GM is getting mighty aggressive with its climate goals.

General Motors

announced Thursday its latest set of climate goals as it looks to wholeheartedly support a shift from fossil fuels to clean, renewable energy. Among the proclamations GM CEO Mary Barra made, the automaker promised to transition 100% of its light-duty vehicles to zero-emission powertrains by 2035 and become a carbon-neutral automaker by 2040 -- 10 years ahead of schedule.

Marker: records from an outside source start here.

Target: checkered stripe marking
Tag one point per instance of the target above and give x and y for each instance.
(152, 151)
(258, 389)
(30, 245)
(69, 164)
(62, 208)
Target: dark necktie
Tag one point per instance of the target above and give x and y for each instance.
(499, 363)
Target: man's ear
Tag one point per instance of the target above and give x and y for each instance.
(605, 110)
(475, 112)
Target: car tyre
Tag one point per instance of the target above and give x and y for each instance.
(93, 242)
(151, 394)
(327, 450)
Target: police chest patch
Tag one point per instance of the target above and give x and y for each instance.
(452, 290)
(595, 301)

Barra said GM also signed onto the Business Ambition Pledge for 1.5 degrees Celsius. The pledge essentially serves as a call to action for others to keep global warming under that figure, in line with goals laid out in the Paris Climate Agreement, which the US rejoined in the first days of the Biden administration. GM just months ago turned its back on litigation aimed at striking down California's ability to set emissions and fuel economy standards, which the Trump administration served, and backed the Biden administration's goals for grander renewable energy plans in the country.

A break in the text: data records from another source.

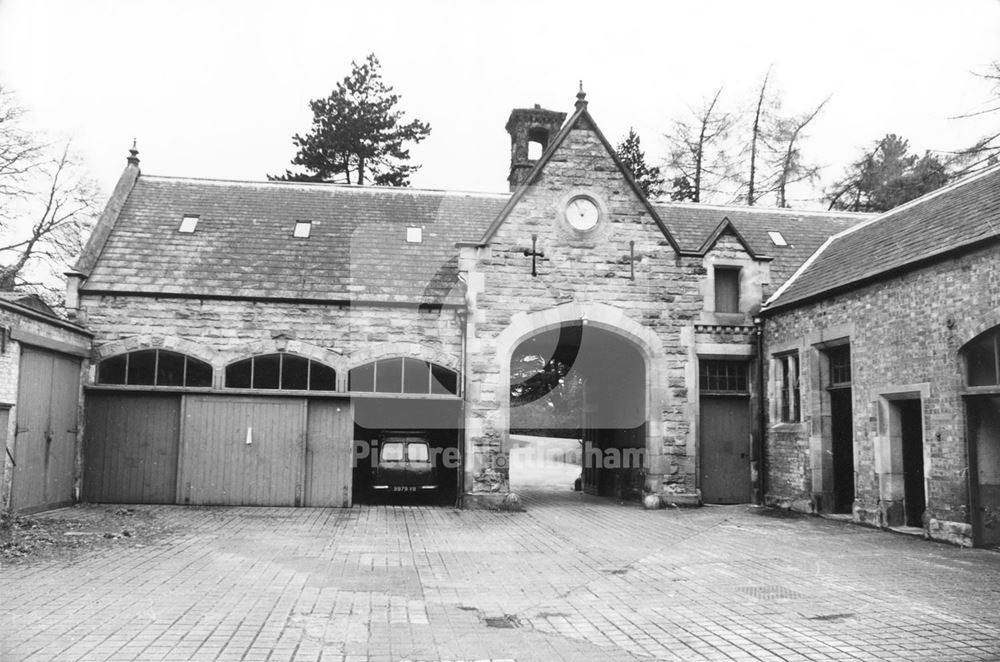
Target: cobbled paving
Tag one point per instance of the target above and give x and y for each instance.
(573, 578)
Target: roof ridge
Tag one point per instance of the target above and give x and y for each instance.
(930, 195)
(763, 210)
(959, 183)
(321, 185)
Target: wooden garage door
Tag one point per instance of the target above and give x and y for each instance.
(242, 451)
(329, 453)
(725, 449)
(130, 447)
(45, 438)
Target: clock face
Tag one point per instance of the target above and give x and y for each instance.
(582, 213)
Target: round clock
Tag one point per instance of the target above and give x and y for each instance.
(582, 213)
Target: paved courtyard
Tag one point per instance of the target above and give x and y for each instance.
(573, 578)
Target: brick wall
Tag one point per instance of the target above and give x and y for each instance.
(905, 334)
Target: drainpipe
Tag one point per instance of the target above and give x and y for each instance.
(758, 448)
(463, 315)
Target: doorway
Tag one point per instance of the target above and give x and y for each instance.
(578, 413)
(912, 446)
(841, 428)
(724, 458)
(984, 456)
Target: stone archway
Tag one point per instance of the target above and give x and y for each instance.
(488, 442)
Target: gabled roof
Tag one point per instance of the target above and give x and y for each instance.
(580, 118)
(697, 226)
(724, 227)
(956, 217)
(357, 250)
(243, 245)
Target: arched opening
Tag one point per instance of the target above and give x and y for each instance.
(578, 413)
(281, 371)
(154, 367)
(406, 422)
(982, 402)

"General Motors is joining governments and companies around the globe working to establish a safer, greener and better world," Barra said. "We encourage others to follow suit and make a significant impact on our industry and on the economy as a whole."

The automaker said it worked with the Environmental Defense Fund on these plans to ensure its electric vehicle future is an equitable one, with cars available across a range of prices. In other words, GM doesn't want to make EVs a $40,000-plus proposition. GM's massive shift in its approach to climate change will also see the automaker work with stakeholders and organizations like the EDF to create larger charging networks for EVs and educate car buyers on zero-emission vehicles. Dane Parker, GM's chief sustainability officer, added the automaker will be heavily involved in advocating for EVs, right down to dealership communications with customers.

Most of its work to achieve carbon-neutral status surrounds eliminating tailpipe emissions, which account for 75% of emissions associated with the company. By 2025, GM will have 30 electric vehicles on sale around the globe and said 40% of vehicles on sale in the US will arrive as full-blown EVs. The company also said it's upping an investment into EVs and autonomous cars by another $7 billion to $27 billion.

For the other part of its emissions, GM said it will power every single site it operates in the US with renewable energy by 2030. Five years after that, every global facility will run on clean energy, which reflect five-year accelerations for both goals, respectively. For areas it's simply not possible to cut emissions, or if technology doesn't exist to do so, GM promised to purchase carbon credits or invest in offsets. Barra reiterated, however, that the automaker's goal will always be to cut emissions directly, with offsets and credits as a backup plan. That includes its supply chain, as it works with suppliers to support clean energy production, especially when it come to electricity for charging its EVs.